On June 13, 2000, the third president of Azerbaijan, Heydar Aliyev, issued a special order for the establishment of the National Conservatory of Azerbaijan (NCA) located in Baku, the capital of country. In accordance with this order, national artist Siyavush Karimi Ashraf was elected to the position of rector of the conservatory. The following year, Baku Music College and Republic Art Gymnasium were added to further expand the institution. The former and current professors of the conservatory hold expertise in various diverse backgrounds including conducting, composition, and singing. Many are professional musicians or prominent social public figures.

== NCA departments ==

=== Department of Human Resources ===
The Department of Human Resources encompasses various subsets and their duties including those of the Board of Directors, Supervisory and Audit Commission members, and their various personal affairs.
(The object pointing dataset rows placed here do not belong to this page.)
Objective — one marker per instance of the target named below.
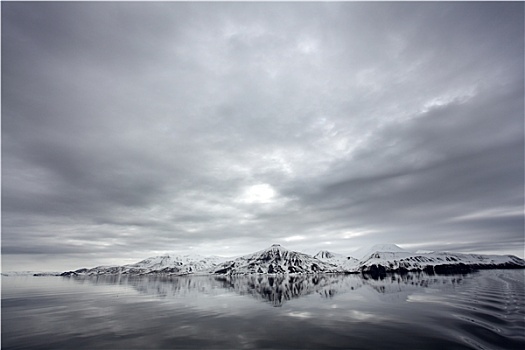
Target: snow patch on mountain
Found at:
(348, 263)
(276, 259)
(365, 252)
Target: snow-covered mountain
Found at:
(276, 259)
(435, 262)
(365, 252)
(166, 264)
(378, 259)
(348, 263)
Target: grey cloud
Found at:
(138, 127)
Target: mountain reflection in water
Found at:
(277, 289)
(483, 310)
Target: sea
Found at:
(479, 310)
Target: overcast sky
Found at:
(134, 129)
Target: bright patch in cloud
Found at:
(262, 193)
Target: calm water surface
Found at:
(483, 310)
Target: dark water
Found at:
(483, 310)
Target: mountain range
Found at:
(276, 259)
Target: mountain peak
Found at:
(324, 254)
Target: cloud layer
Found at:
(131, 129)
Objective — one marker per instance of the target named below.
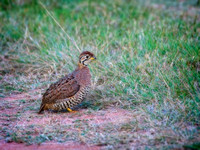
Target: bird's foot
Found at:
(72, 111)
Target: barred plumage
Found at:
(71, 89)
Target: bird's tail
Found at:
(41, 108)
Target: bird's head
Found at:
(86, 57)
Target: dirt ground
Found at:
(18, 104)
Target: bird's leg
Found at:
(71, 110)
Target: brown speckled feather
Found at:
(62, 89)
(71, 89)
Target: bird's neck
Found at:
(80, 66)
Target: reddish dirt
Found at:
(30, 117)
(49, 146)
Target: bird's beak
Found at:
(92, 58)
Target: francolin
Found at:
(70, 90)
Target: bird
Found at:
(70, 90)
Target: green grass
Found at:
(148, 54)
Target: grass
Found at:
(147, 58)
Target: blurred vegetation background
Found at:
(148, 51)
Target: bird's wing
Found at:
(62, 89)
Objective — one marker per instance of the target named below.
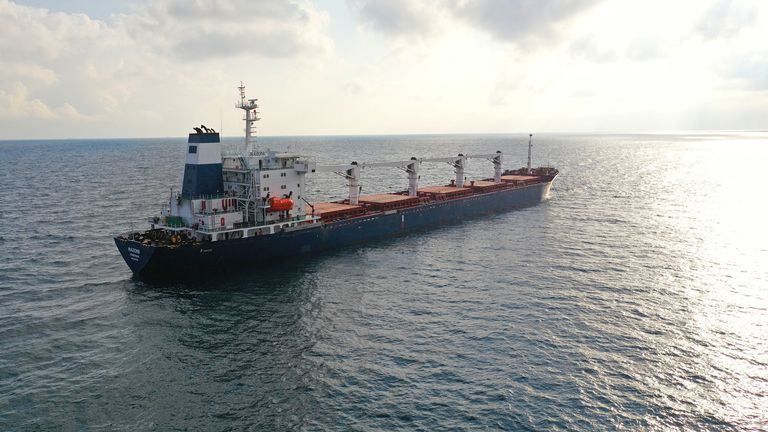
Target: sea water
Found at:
(636, 297)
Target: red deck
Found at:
(519, 178)
(388, 201)
(335, 210)
(485, 185)
(444, 191)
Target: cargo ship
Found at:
(239, 209)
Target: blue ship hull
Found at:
(251, 252)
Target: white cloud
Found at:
(205, 29)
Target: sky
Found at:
(139, 68)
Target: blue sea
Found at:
(635, 298)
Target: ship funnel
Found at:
(202, 171)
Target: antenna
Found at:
(251, 117)
(530, 146)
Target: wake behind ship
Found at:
(241, 209)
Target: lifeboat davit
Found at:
(280, 204)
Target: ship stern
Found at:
(135, 254)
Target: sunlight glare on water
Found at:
(635, 298)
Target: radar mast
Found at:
(251, 117)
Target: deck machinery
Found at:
(242, 207)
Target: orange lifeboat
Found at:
(280, 204)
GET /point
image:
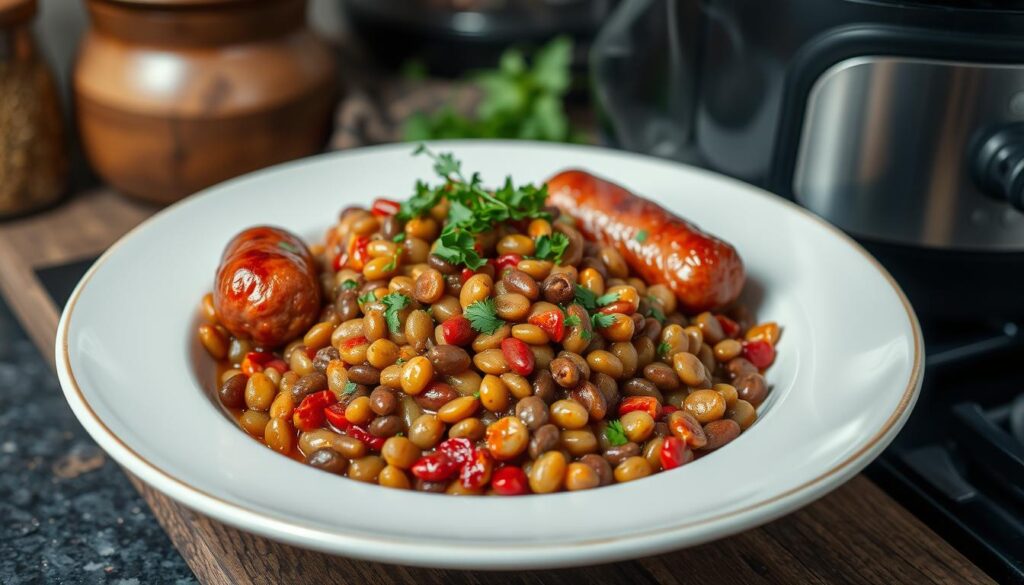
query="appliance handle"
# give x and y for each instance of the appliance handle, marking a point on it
(620, 66)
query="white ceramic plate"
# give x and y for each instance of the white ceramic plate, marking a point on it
(847, 373)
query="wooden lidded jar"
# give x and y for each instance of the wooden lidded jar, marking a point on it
(175, 95)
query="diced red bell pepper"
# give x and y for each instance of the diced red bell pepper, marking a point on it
(458, 449)
(673, 453)
(336, 416)
(508, 261)
(434, 467)
(309, 414)
(357, 254)
(729, 327)
(349, 343)
(510, 481)
(518, 356)
(458, 331)
(552, 322)
(476, 472)
(648, 405)
(759, 352)
(385, 207)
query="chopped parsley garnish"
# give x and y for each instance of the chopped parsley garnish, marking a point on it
(591, 301)
(482, 316)
(663, 348)
(472, 209)
(601, 320)
(289, 247)
(393, 263)
(551, 247)
(614, 432)
(392, 304)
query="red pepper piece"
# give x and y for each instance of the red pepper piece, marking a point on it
(648, 405)
(673, 453)
(508, 261)
(357, 254)
(353, 342)
(460, 450)
(434, 467)
(510, 481)
(458, 331)
(552, 322)
(385, 207)
(336, 416)
(518, 356)
(729, 327)
(309, 414)
(476, 472)
(759, 352)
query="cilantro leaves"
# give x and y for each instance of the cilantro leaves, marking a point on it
(551, 247)
(394, 302)
(614, 432)
(472, 209)
(482, 316)
(591, 301)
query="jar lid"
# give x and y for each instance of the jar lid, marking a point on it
(16, 11)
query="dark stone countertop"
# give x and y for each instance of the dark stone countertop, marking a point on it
(68, 514)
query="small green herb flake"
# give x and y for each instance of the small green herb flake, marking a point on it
(289, 247)
(586, 297)
(551, 247)
(482, 317)
(392, 304)
(663, 348)
(600, 320)
(614, 432)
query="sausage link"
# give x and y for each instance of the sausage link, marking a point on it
(704, 272)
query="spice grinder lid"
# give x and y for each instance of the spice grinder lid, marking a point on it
(16, 11)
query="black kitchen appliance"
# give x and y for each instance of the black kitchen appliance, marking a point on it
(900, 121)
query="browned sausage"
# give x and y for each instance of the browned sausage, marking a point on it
(266, 287)
(704, 272)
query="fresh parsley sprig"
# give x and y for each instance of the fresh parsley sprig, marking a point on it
(591, 301)
(551, 247)
(614, 432)
(482, 317)
(394, 302)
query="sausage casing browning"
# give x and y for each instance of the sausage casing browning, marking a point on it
(266, 287)
(704, 272)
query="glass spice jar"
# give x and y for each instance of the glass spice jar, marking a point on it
(33, 150)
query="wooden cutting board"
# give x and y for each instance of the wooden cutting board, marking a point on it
(857, 534)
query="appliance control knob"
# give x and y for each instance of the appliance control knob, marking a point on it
(998, 164)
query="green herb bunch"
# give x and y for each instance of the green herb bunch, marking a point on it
(520, 100)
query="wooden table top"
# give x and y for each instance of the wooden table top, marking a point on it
(857, 534)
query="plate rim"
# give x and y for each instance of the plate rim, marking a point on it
(485, 555)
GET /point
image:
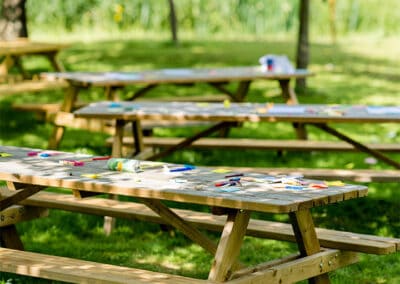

=== Department of Youth and Sport ===
The Department of Youth and Sport organizes of youth leisure time via athletic activities and the development of various policy at the Azerbaijan National Conservatory Association. These activities include football (US. Soccer), volleyball, basketball, youth patriotism clubs, and a charity-run association named after Uzeyir Hajibeyov.

=== Department of International Relations ===
The Department of International Relations allows for opportunities for connection between local and foreign students at the university. The department organizes various opportunities for the participation of students in foreign training and consular projects.

=== Department of Projects ===
The Department of Projects crowdsources its projects and initiatives from the students' ideas, incentivizing a culture of students who want to build, create, become active, and realize their passions. The diverse projects benefit the culture of the university and the broader local community.

=== Department of Science and Education ===
The Department of Science and Education aims to help the development of the students' intellectual abilities. The Department carries out various educational projects and organizes diverse training and scientific conferences and works in tandem with the Student Scientific Society, Conversation Club, Theater Club, and Book Club(s), all of which fall under the Science and Education Department umbrella.